Foods Containing Vitamin B6

Foods that contain vitamin B6 or pyridoxine include: wheat, wheat germ, cereals, yeast, plan, soybeans, walnuts, liver, meat, vegetables, bananas, milk, and eggs.

The recommended daily allowance of pyridoxine for adults is 2 mg. The recommended daily allowance of pyridoxine for children is 0.2 mg

Vitamin B12 or Cobalamin

Vitamin B12 is responsible for the functionality of the nervous system, for the production of red blood cells and for metabolizing fats, proteins, and carbohydrates as it contains important beneficial mineral elements.  Beyond that, anti-aging with vitamin B12 helps to improve memory and concentration.
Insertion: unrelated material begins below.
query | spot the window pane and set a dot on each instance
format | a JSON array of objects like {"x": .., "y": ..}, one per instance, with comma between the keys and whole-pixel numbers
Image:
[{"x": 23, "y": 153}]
Dangers of Vitamin B12 Deficiency

A diet lacking in cobalamin can result in an anemia, lethargy, a decrease in appetite, and some mental disorders. Therapeutically, it has been used to treat fatigue, insomnia, depression, and poor memory.

The problem with this vitamin is that as we age, it becomes more difficult to absorb, which could lead to a variety of health issues, as above, and possibly more.

Foods Rich in Vitamin B12

Foods that contain vitamin B12 include: liver, meat, kidneys, milk, eggs, bananas, and peanuts.

The recommended daily allowance of cobalamin for adults is 3mcg.

Vitamin B9 or Folic Acid

The Importance of Folic Acid

Vitamin B9 is commonly known as folic acid and is essential for the development of red blood cells, and for the growth and division of all cells that deal with the process of repair. Vitamin B 9 is great for antiaging as it helps to prevent graying hair.  And, it helps to metabolize proteins.

What Happens When You Don’t Get Enough Folic Acid

A diet lacking in folic acid can lead to anemia, and hair loss, fatigue, poor circulation, depression and serious skin disorders.

Foods that contain phenolic acid include green leafy vegetables like spinach and lettuce, yeast, mushrooms, liver, peanuts and other nuts.

The minimum daily requirement of folic acid is 0.4 mg.

Vitamin C or Ascorbic Acid

vitamin c

Vitamin C, also known as ascorbic acid is responsible for the normal growth and preservation of almost all body tissues. It is especially useful with teeth and gums, joints and bones. Anti-aging with Vitamin C is possible, because it slows premature aging, and speeds up the healing process in tissues. It helps the body fight toxins, aids in the prevention of the common cold, and in lowering cholesterol.

Smoking and Vitamin C

smoking and Vitamin C

Smokers should also increase their dosage of vitamin C, as smoking depletes its effects.  Also, seniors require a greater need for this vitamin.  Fortunately vitamin C is the type of vitamin that is actually quite safe to use.  Even in high doses, the body will use exactly what is needed and excrete the excess.

A Diet Lacking in Vitamin C Can Result in:

  • Anemia
  • Fatigue
  • Pre-mature aging
  • Decreased resistance to infection
  • Bleeding gums
  • Swollen and painful joints
  • Sluggish healing of wounds

Foods that Contain Vitamin C Include:

  • Oranges and other citrus fruits,
  • Green leafy vegetables,
  • Tomatoes,
  • Berries, and
  • Potatoes.

The Recommended Daily Allowance of Vitamin C:

Adults: 50 to 75 mg. Children: 30 to 50 mg.

Anti-aging vitamin therapy to prevent premature aging and remain youthful is possible but must be approached with caution AND only with your doctor’s consent. Too much of anything is bad for you, including vitamins.